Compared to TuYV, BrYV has a relatively small host range, both in terms of geographical distribution and plant species. While TuYV has been found in Europe, Africa, Australia and Asia [1,24,26,27,28,29], BrYV has been found mainly in Asia, including China, Japan, South Korea and Australia [5,6,7,23]. TuYV has a stronger host adaptation and infects plant species from 24 plant families, including crops and weeds [30]. In comparison, BrYV has previously been detected mainly in crucifers or vegetables, and a recent study reported its occurrence in a Brassica weed [5,7,11,23]. In this study, BrYV infection was found to cause various symptoms related to leaf color, including yellowing, red or purple leaves and purple stem bases (Supplementary Figure S1). Overall, the symptoms caused by BrYV are very similar to those of TuYV, as described in the literature [1,31].

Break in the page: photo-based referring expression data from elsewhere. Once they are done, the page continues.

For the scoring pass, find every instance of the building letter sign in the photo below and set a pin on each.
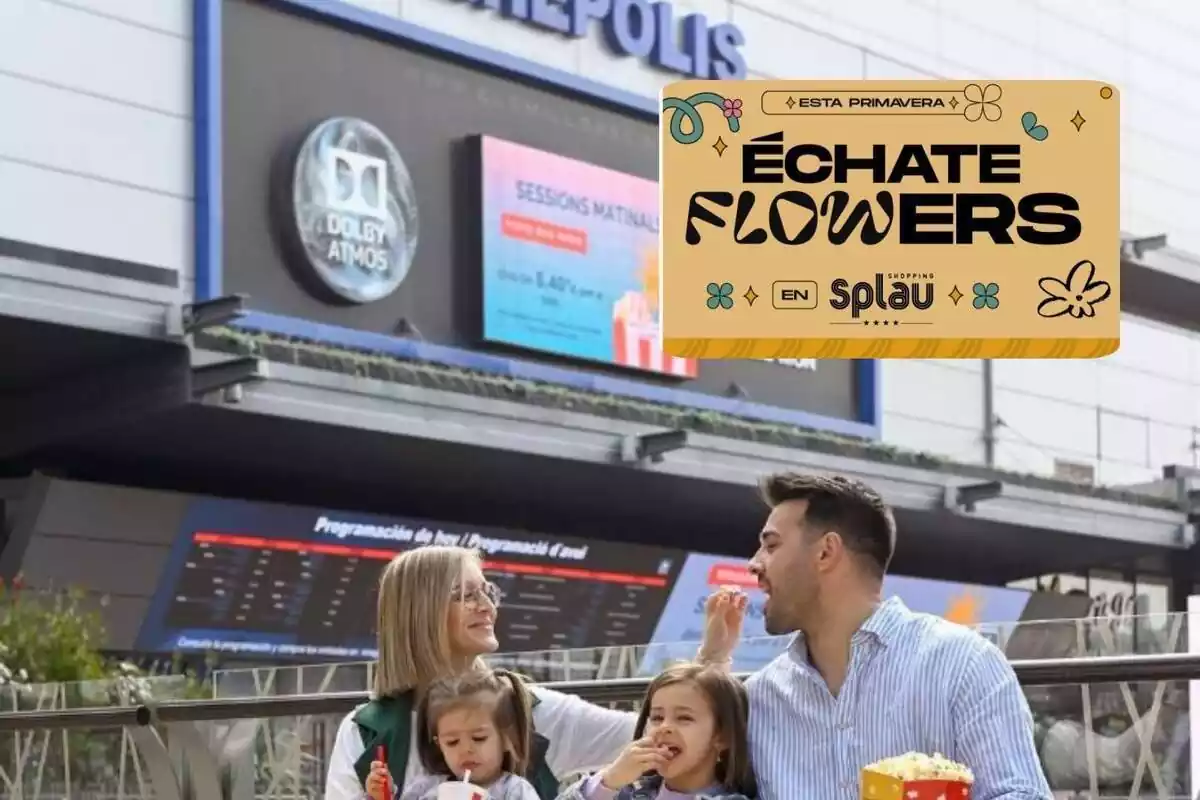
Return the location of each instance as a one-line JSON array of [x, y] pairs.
[[640, 29]]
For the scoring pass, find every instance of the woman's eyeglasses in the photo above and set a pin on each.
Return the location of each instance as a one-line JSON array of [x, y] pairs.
[[475, 597]]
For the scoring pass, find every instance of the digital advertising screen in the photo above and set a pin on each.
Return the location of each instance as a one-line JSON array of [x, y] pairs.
[[570, 259], [291, 582]]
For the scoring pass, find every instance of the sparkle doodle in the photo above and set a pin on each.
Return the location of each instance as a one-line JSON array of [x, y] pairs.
[[889, 199]]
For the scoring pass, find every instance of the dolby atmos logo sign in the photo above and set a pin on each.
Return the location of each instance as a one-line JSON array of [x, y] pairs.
[[353, 212]]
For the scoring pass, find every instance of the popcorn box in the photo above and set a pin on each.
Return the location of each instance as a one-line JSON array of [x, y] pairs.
[[877, 786], [636, 340]]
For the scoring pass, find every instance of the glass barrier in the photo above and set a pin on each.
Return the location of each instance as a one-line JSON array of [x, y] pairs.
[[1098, 740], [1102, 740], [1150, 635]]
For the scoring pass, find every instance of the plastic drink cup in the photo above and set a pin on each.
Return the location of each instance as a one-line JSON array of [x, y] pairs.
[[461, 791]]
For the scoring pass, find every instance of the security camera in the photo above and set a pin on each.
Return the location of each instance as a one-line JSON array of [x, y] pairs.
[[652, 446]]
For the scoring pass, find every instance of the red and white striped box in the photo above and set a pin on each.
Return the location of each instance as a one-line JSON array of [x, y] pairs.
[[637, 342]]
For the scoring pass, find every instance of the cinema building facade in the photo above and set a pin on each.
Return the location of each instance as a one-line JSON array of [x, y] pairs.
[[271, 322]]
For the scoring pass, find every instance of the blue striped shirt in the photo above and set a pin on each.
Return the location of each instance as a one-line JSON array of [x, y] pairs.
[[915, 683]]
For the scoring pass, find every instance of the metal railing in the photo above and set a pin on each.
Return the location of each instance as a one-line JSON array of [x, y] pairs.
[[211, 749], [1039, 672]]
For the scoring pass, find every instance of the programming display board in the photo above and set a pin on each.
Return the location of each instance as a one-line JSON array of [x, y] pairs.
[[287, 582], [283, 582]]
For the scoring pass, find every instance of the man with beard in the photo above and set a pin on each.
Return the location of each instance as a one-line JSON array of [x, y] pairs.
[[865, 678]]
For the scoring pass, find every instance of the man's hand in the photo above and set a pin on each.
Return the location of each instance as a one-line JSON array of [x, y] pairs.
[[724, 612]]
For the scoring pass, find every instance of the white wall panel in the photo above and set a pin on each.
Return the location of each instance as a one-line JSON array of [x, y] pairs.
[[84, 134], [95, 151], [103, 167], [100, 54], [88, 216]]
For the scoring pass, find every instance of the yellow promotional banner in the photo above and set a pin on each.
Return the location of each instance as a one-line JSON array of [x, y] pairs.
[[891, 220]]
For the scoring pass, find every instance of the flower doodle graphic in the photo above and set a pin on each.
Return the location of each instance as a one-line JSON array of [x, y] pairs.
[[1077, 296], [687, 110], [985, 295], [983, 102], [720, 295]]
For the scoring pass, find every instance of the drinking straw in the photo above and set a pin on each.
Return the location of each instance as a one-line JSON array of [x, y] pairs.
[[382, 756]]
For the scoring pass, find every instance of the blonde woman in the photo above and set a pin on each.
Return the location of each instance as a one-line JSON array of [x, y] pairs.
[[436, 619]]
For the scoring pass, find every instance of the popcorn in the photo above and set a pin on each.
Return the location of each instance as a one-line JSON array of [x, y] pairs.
[[917, 776], [636, 341]]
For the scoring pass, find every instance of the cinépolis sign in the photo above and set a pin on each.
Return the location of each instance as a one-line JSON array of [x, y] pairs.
[[891, 220], [640, 29]]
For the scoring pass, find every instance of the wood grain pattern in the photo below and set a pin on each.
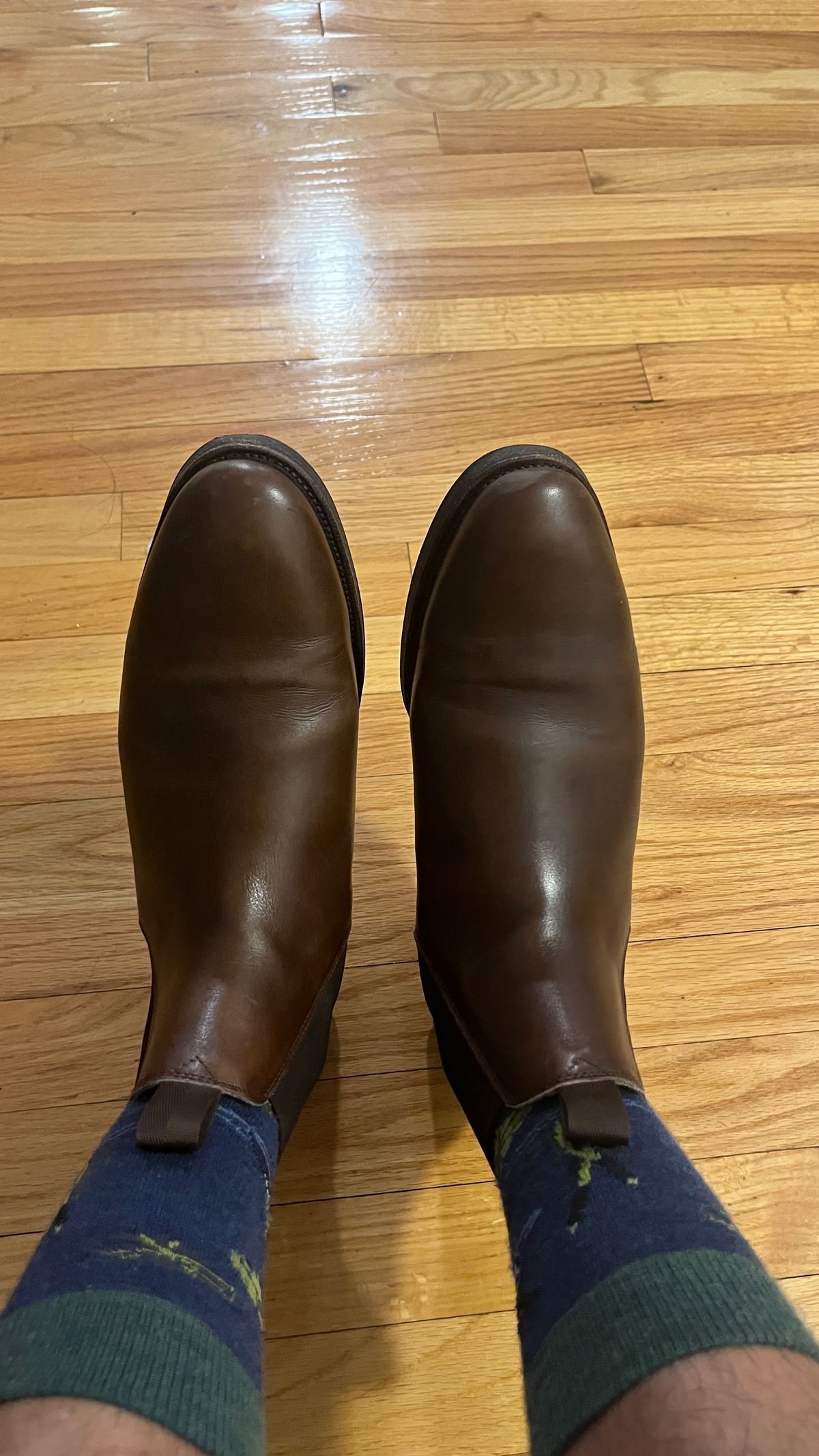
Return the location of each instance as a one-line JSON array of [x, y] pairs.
[[153, 19], [82, 529], [743, 124], [399, 233], [252, 185], [691, 371], [231, 54], [527, 322], [70, 64], [307, 389], [694, 169], [460, 19], [560, 88]]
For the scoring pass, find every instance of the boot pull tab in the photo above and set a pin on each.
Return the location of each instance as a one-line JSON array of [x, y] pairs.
[[176, 1117], [594, 1113]]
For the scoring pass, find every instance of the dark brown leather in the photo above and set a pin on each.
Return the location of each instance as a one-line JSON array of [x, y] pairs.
[[238, 737], [527, 737]]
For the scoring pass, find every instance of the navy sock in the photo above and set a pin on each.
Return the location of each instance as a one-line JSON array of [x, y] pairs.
[[624, 1261], [146, 1292]]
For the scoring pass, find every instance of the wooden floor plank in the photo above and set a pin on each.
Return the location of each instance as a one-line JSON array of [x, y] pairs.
[[422, 19], [380, 178], [698, 169], [60, 530], [747, 124], [153, 19], [694, 371], [650, 465], [70, 64], [562, 88], [603, 266], [233, 56], [735, 709], [528, 322], [31, 239], [127, 104], [306, 389]]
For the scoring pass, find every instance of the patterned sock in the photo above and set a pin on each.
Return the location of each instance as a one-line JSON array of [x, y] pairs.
[[146, 1290], [624, 1261]]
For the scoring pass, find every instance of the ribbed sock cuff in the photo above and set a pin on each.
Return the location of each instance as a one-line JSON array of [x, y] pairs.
[[642, 1318], [139, 1353]]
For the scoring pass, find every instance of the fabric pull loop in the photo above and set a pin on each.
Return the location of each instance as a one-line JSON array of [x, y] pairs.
[[176, 1119], [594, 1113]]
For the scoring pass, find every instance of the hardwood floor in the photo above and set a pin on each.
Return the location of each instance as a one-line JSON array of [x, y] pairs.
[[399, 233]]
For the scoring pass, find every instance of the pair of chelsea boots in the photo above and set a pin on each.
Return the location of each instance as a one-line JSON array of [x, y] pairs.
[[238, 739]]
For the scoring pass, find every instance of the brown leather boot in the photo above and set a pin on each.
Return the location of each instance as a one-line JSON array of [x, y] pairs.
[[523, 686], [238, 737]]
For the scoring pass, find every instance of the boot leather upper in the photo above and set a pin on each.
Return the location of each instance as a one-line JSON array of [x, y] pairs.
[[527, 736], [238, 737]]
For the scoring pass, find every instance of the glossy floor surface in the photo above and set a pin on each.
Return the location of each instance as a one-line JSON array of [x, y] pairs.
[[397, 233]]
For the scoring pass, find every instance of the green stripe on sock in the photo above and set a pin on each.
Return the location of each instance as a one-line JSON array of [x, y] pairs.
[[642, 1318], [139, 1353]]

The sequence analysis in our results shows a close relationship between BrYV and TuYV. Based on amino acid identity, we found that TuYV-FL1, which was distant from BrYV, was grouped according to nucleotide identity (Figure 4). However, some proteins of TuYV-FL1 could not be distinguished from BrYV isolates by pairwise amino acid analysis, such as P1, P3, P3a and P4 (Table 2, Supplementary Figure S3). Amino acid sequence alignments showed that each protein of BrYV shared a common root with the corresponding TuYV protein, which was distinct from other poleroviruses, such as BWYV, BMYV or CABYV [11,24]. Furthermore, recombination analysis showed that there was genetic information exchange between TuYV and BrYV (Figure 6). At least seven events were detected, which were distributed across the genome (Table 3), which is consistent with some other recent findings from Australia [23,24]. Recently, more and more TuYV (and BrYV) sequences have been analyzed in their complete genome from the Asian region, indicating close relationships between these two virus species [24]. Our result is consistent with these findings, which, in turn, is supported by the fact that the overall p-distance of TuYV and BrYV analyzed here has the same or a lower range (p-distance = 0.092) than the intra-group distance of the sequence groups of BrYV (p-distance = 0.049) or TuYV (p-distance = 0.047) (Supplementary Table S3). Phylogenetic analysis in both Australia and our work showed that all BrYV isolates clade completely within TuYV isolates (Figure 4) [24,32]. Most of the reported TuYV and BrYV isolates are clustered in groups A and B. Group B included TuYV from Europe and Australia, while all BrYV isolates from across Asia in group A had an even higher homology with TuYV from Australia (Figure 4). The latest results therefore suggest that BrYV and TuYV share a common ancestor and may even belong to the same viral species that cannot be separated by a single species. However, further analysis with complex sequences of poleroviruses may provide more clarity on the genetic diversity/similarity within this viral genus.
4. Materials and Methods
4.1. Plants and Sampling
A mixture of plant tissues from oilseed rape at the 4–6 leaf stage was collected for RNA-seq analysis, including two samples from Yangzhong and three from Nanjing in Jiangsu province. Each sample contained leaves with redness or chlorine symptoms from five individual plants from the respective sampling areas. The samples were then evenly mixed for total RNA isolation and RNA-seq analysis. For the field virus survey, five fields in Yangzhong were randomly selected and labeled A to E. The fields were then mixed equally for total RNA and RNA-seq analysis. For each field, 20–25 samples were collected individually using the five-point method [33]. All plants were randomly sampled whether they had reddened leaves or not, and plants at the edge of the field were avoided.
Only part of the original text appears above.